Appendix 9.
(495) [St. Thomas' illustrated phantasms]
St. Thomas often uses the phrases, illustrari phantasmata, abstrahere phantasmata, to indicate two operations of the acting intellect (S.T. I, q. 79, art. 4; I, q. 85, art. 1, ad 4). What is the proper meaning of the metaphorical expression, illustrari phantasmata? If I am not mistaken, it corresponds, as I have suggested, to universalisation, that is, the operation which forms ideas when phantasms present themselves, and thus enables sensile things to be understood. Undoubtedly illustrating them is a very happy way of describing the way our intelligence adds the idea of being to felt things which alone makes them intelligible, or clear, to the intellect. However, some passages of Aristotelian philosophers could render this interpretation doubtful, and lead us to believe that the two phrases do not always possess a clear, precise meaning. It would even seem that the phrase to abstract is often used to indicate the universalisation of ideas.
Nevertheless, careful consideration would seem to show that the passages in question can be given an adequate meaning. For example, this is how St. Thomas describes the two operations, illustration and abstraction: 'The phantasms are illuminated by the acting intellect, and the intelligible species abstracted from them by power of the acting intellect. They are illuminated by the acting intellect because its power is such that what is intelligible is abstracted from the phantasms, just as the sense part gains in strength from being joined to the intellect. The acting intellect abstracts the intelligible species from the phantasms in so far as, through the acting intellect, we can consider the nature of various species stripped of their individuality, in accordance with the likenesses informing the possible intellect' (S.T., I, q. 85, art. 1, ad 4).

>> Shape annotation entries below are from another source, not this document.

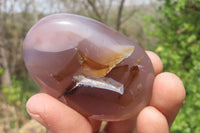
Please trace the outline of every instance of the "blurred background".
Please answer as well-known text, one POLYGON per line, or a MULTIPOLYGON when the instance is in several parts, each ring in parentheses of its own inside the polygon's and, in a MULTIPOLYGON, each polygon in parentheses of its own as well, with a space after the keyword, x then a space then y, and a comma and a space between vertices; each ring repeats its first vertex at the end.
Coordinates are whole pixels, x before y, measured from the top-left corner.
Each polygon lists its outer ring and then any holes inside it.
POLYGON ((200 133, 200 0, 0 0, 0 133, 45 132, 26 113, 40 89, 22 45, 35 22, 60 12, 94 18, 156 52, 187 92, 171 133, 200 133))

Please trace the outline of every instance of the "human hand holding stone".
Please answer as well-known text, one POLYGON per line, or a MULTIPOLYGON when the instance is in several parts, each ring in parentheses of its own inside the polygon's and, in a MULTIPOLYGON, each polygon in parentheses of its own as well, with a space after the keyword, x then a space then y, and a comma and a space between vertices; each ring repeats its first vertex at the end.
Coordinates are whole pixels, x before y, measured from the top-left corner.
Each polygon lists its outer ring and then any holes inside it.
MULTIPOLYGON (((108 122, 103 133, 168 133, 185 98, 182 81, 174 74, 162 73, 162 62, 147 51, 156 74, 152 98, 137 117, 108 122)), ((95 133, 101 121, 91 120, 58 99, 40 93, 27 102, 27 111, 51 133, 95 133)))

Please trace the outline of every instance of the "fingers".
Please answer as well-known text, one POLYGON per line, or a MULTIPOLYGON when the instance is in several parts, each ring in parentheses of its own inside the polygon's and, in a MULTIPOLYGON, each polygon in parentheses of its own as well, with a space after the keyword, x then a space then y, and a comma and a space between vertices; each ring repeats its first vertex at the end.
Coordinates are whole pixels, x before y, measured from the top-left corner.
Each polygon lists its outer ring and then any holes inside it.
POLYGON ((163 70, 163 64, 161 62, 160 57, 152 51, 146 51, 146 53, 147 53, 147 55, 149 56, 149 58, 152 62, 155 75, 161 73, 162 70, 163 70))
POLYGON ((146 107, 138 115, 136 133, 169 133, 167 120, 154 107, 146 107))
POLYGON ((51 133, 92 133, 86 118, 47 94, 32 96, 27 111, 51 133))
POLYGON ((132 133, 133 128, 135 127, 136 117, 118 121, 118 122, 109 122, 104 129, 105 133, 132 133))
MULTIPOLYGON (((161 73, 163 65, 159 56, 151 51, 146 51, 146 53, 152 62, 155 74, 161 73)), ((109 122, 105 127, 106 133, 130 133, 135 127, 135 121, 135 118, 131 118, 120 122, 109 122)))
POLYGON ((183 83, 176 75, 165 72, 156 76, 150 105, 165 115, 169 126, 174 121, 184 98, 183 83))

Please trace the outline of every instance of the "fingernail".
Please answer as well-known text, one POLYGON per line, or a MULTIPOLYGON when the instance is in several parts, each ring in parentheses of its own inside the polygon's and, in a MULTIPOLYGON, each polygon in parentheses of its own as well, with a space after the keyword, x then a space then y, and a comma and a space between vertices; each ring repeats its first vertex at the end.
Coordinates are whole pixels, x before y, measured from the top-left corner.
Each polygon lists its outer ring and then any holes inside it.
POLYGON ((40 124, 42 124, 44 126, 46 125, 39 114, 31 113, 28 109, 27 109, 27 112, 33 119, 37 120, 40 124))

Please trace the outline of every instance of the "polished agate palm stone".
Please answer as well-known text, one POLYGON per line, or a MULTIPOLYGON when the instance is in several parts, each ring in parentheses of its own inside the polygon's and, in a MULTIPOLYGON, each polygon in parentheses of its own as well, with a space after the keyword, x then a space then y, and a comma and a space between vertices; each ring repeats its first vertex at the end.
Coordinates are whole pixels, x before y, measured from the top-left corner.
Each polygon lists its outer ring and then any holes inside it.
POLYGON ((150 101, 154 71, 145 51, 93 19, 47 16, 30 29, 23 50, 38 85, 86 117, 124 120, 150 101))

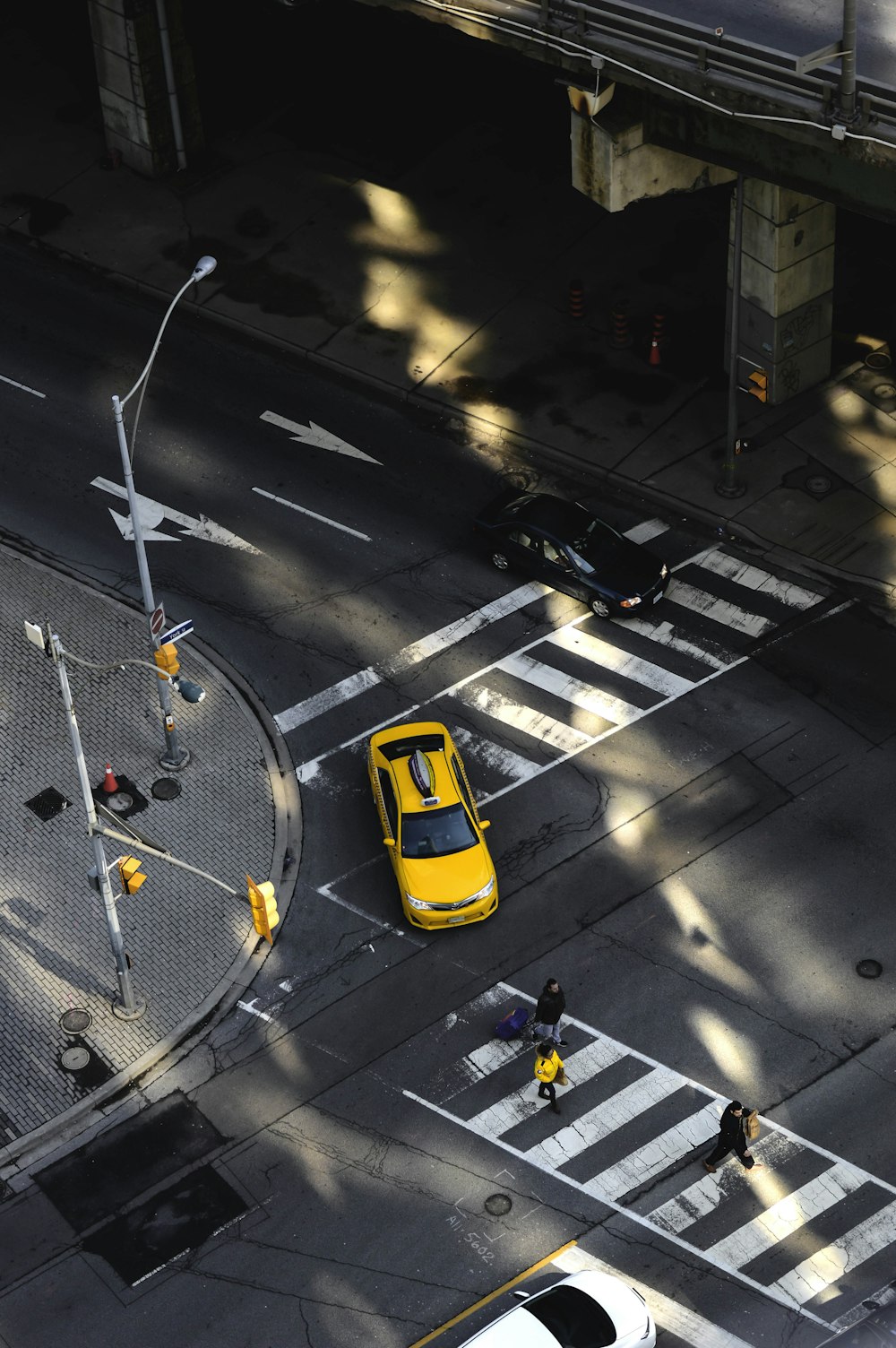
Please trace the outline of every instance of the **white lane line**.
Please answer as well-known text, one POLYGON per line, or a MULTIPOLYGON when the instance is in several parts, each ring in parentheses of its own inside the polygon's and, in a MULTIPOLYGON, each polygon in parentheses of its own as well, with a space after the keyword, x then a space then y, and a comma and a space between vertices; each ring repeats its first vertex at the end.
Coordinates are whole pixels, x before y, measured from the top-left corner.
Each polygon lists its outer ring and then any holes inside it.
POLYGON ((772 1286, 802 1306, 826 1291, 833 1282, 838 1282, 847 1270, 853 1274, 858 1264, 887 1250, 895 1237, 896 1202, 891 1202, 873 1217, 853 1227, 839 1240, 819 1250, 811 1259, 803 1259, 772 1286))
POLYGON ((327 519, 326 515, 318 515, 317 511, 306 510, 305 506, 296 506, 295 501, 288 501, 286 496, 275 496, 274 492, 265 492, 263 487, 253 487, 253 492, 259 496, 267 497, 269 501, 276 501, 278 506, 288 506, 290 510, 296 510, 299 515, 307 515, 309 519, 315 519, 319 524, 329 524, 330 528, 338 528, 344 534, 350 534, 352 538, 360 538, 362 543, 371 543, 372 539, 368 534, 361 534, 357 528, 349 528, 348 524, 340 524, 335 519, 327 519))
POLYGON ((724 576, 726 580, 742 585, 745 589, 771 594, 772 599, 780 600, 788 608, 811 608, 822 597, 815 590, 796 585, 794 581, 781 580, 761 566, 741 562, 737 557, 730 557, 728 553, 710 553, 709 557, 701 558, 699 565, 707 572, 714 572, 717 576, 724 576))
POLYGON ((360 670, 357 674, 349 674, 341 682, 333 683, 321 693, 306 698, 305 702, 296 702, 295 706, 287 708, 286 712, 280 712, 274 720, 282 733, 286 735, 287 731, 294 731, 296 725, 305 725, 306 721, 314 720, 315 716, 322 716, 341 702, 350 701, 350 698, 364 693, 368 687, 375 687, 380 682, 381 675, 375 669, 360 670))
POLYGON ((714 1325, 711 1320, 706 1320, 697 1310, 691 1310, 690 1306, 683 1305, 680 1301, 674 1301, 671 1297, 664 1297, 662 1291, 656 1291, 639 1278, 632 1278, 628 1273, 613 1268, 610 1264, 604 1263, 602 1259, 596 1259, 594 1255, 589 1255, 578 1246, 565 1250, 562 1255, 558 1255, 551 1262, 561 1273, 585 1273, 589 1268, 594 1268, 597 1273, 608 1273, 629 1287, 635 1287, 647 1302, 656 1324, 662 1329, 667 1329, 675 1339, 680 1339, 682 1343, 691 1344, 693 1348, 752 1348, 752 1344, 748 1344, 744 1339, 738 1339, 737 1335, 729 1333, 728 1329, 714 1325))
POLYGON ((38 388, 28 388, 27 384, 20 384, 18 379, 7 379, 5 375, 0 375, 4 384, 12 384, 13 388, 20 388, 23 394, 34 394, 35 398, 46 398, 38 388))
POLYGON ((570 678, 569 674, 555 670, 551 665, 534 661, 531 655, 508 655, 497 662, 496 669, 525 679, 527 683, 534 683, 535 687, 552 693, 554 697, 571 702, 573 706, 581 706, 583 712, 601 716, 605 721, 621 724, 641 714, 640 706, 624 702, 621 697, 613 697, 612 693, 604 693, 591 683, 570 678))
MULTIPOLYGON (((542 585, 540 581, 528 581, 525 585, 519 585, 508 594, 501 594, 500 599, 494 599, 489 604, 484 604, 482 608, 477 608, 472 613, 465 613, 463 617, 458 617, 446 627, 441 627, 437 632, 430 632, 428 636, 420 638, 419 642, 412 642, 391 659, 384 661, 380 665, 371 665, 358 674, 352 674, 349 678, 342 679, 341 683, 334 683, 331 687, 326 687, 321 693, 315 693, 303 702, 296 702, 295 706, 288 706, 284 712, 275 716, 274 720, 286 735, 288 731, 294 731, 298 725, 305 725, 306 721, 313 720, 315 716, 321 716, 323 712, 329 712, 331 708, 340 706, 342 702, 348 702, 350 698, 357 697, 358 693, 362 693, 368 687, 373 687, 375 683, 381 683, 384 678, 399 674, 402 670, 411 669, 414 665, 419 665, 420 661, 426 661, 431 655, 438 655, 439 651, 446 650, 449 646, 455 646, 458 642, 463 640, 465 636, 478 632, 480 628, 488 627, 490 623, 497 623, 509 613, 516 613, 517 609, 525 608, 527 604, 531 604, 536 599, 543 599, 544 594, 550 593, 551 590, 548 586, 542 585)), ((400 720, 400 717, 395 718, 400 720)), ((388 725, 389 721, 385 721, 384 724, 388 725)), ((357 739, 364 739, 364 736, 360 735, 357 739)), ((352 744, 354 741, 349 740, 348 743, 352 744)), ((340 745, 340 748, 345 747, 345 744, 340 745)), ((330 749, 329 752, 338 751, 330 749)), ((321 755, 321 758, 325 756, 329 756, 329 754, 321 755)))
POLYGON ((625 530, 625 537, 631 539, 632 543, 649 543, 651 538, 659 538, 660 534, 666 534, 668 524, 662 519, 645 519, 643 524, 635 524, 633 528, 625 530))
POLYGON ((455 728, 454 739, 470 762, 494 768, 513 782, 528 782, 538 770, 538 763, 532 763, 531 759, 515 754, 513 749, 508 749, 503 744, 496 744, 494 740, 474 735, 472 731, 463 729, 462 725, 455 728))
POLYGON ((503 693, 496 693, 490 687, 473 687, 468 685, 454 693, 458 701, 472 706, 476 712, 485 712, 486 716, 509 725, 511 729, 523 731, 543 744, 550 744, 561 754, 573 754, 591 743, 591 736, 585 731, 577 731, 573 725, 555 721, 552 716, 536 712, 532 706, 515 702, 503 693))
POLYGON ((741 608, 740 604, 730 604, 726 599, 717 599, 715 594, 697 589, 695 585, 689 585, 687 581, 679 581, 678 577, 675 577, 666 590, 666 599, 670 604, 682 604, 702 617, 710 617, 714 623, 724 623, 732 631, 745 632, 748 636, 761 636, 769 627, 776 625, 771 617, 750 613, 749 609, 741 608))
POLYGON ((674 627, 672 623, 658 623, 656 627, 653 627, 643 617, 627 617, 624 623, 620 620, 620 625, 632 632, 639 632, 640 636, 647 636, 648 640, 656 642, 659 646, 667 646, 670 651, 679 651, 682 655, 690 655, 695 661, 701 661, 703 665, 710 665, 714 670, 726 669, 733 659, 733 656, 725 651, 721 644, 715 647, 719 654, 713 655, 713 652, 706 650, 706 647, 697 646, 686 636, 679 636, 678 628, 674 627))
MULTIPOLYGON (((575 1085, 573 1074, 575 1066, 571 1058, 566 1064, 566 1072, 573 1085, 575 1085)), ((589 1109, 587 1113, 581 1115, 575 1123, 567 1124, 550 1138, 546 1138, 544 1142, 539 1142, 538 1146, 531 1147, 525 1155, 530 1161, 535 1161, 536 1165, 556 1170, 558 1166, 563 1166, 567 1161, 578 1157, 586 1147, 601 1142, 602 1138, 608 1138, 610 1132, 616 1132, 617 1128, 622 1128, 632 1119, 637 1119, 639 1115, 652 1109, 655 1104, 666 1100, 667 1096, 675 1095, 683 1085, 684 1082, 678 1072, 672 1072, 671 1068, 653 1068, 647 1076, 629 1082, 629 1085, 617 1091, 614 1096, 604 1100, 594 1109, 589 1109)))
POLYGON ((601 669, 613 670, 614 674, 621 674, 644 687, 652 687, 655 693, 663 693, 666 697, 680 697, 682 693, 689 693, 694 687, 691 679, 671 674, 659 665, 651 665, 649 661, 643 661, 637 655, 629 655, 628 651, 612 646, 600 636, 589 636, 587 632, 579 631, 575 623, 569 623, 559 631, 551 632, 547 640, 563 651, 581 655, 593 665, 600 665, 601 669))
POLYGON ((652 1138, 643 1147, 631 1151, 614 1166, 601 1171, 600 1175, 594 1175, 593 1180, 587 1181, 585 1189, 596 1198, 621 1198, 632 1189, 637 1189, 648 1180, 662 1174, 676 1161, 693 1155, 695 1147, 702 1147, 717 1132, 718 1119, 713 1119, 703 1107, 689 1119, 672 1124, 659 1138, 652 1138))
POLYGON ((786 1198, 772 1204, 765 1212, 760 1212, 759 1217, 753 1217, 745 1227, 740 1227, 724 1240, 717 1240, 714 1246, 707 1248, 706 1254, 713 1259, 724 1259, 726 1263, 736 1263, 742 1268, 750 1259, 759 1258, 780 1240, 787 1240, 807 1221, 812 1221, 826 1208, 831 1208, 864 1184, 865 1177, 845 1162, 830 1166, 818 1178, 810 1180, 800 1189, 795 1189, 786 1198))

What does St. Thomas mean when he says that the sense part gains in strength (efficitur virtuosior) through being joined to the acting intellect, and moreover gains the power which renders the phantasms capable of undergoing the abstraction that provides the intelligible species, or ideas, of things? It is not difficult to recognise the nature of this power if we know what enables us to abstract the specific natures of things (the ideas), and I think I have shown what this is. As I said, the sensations or images (phantasmata) are united to the idea of being and to judgment on the thing's subsistence. In this way, intellectual perception is determined according to the individuals perceived by the sensations (phantasmata). The specific ideas of things are drawn precisely from the intellective perception (through a twofold type of abstraction: first, that by which the judgment indicating real things is removed; second, that by which individual conditions are set aside) in order to arrive at universal, pure and separate ideas. It seems clear that St. Thomas' illustrated phantasms correspond perfectly to what I have called intellective perceptions.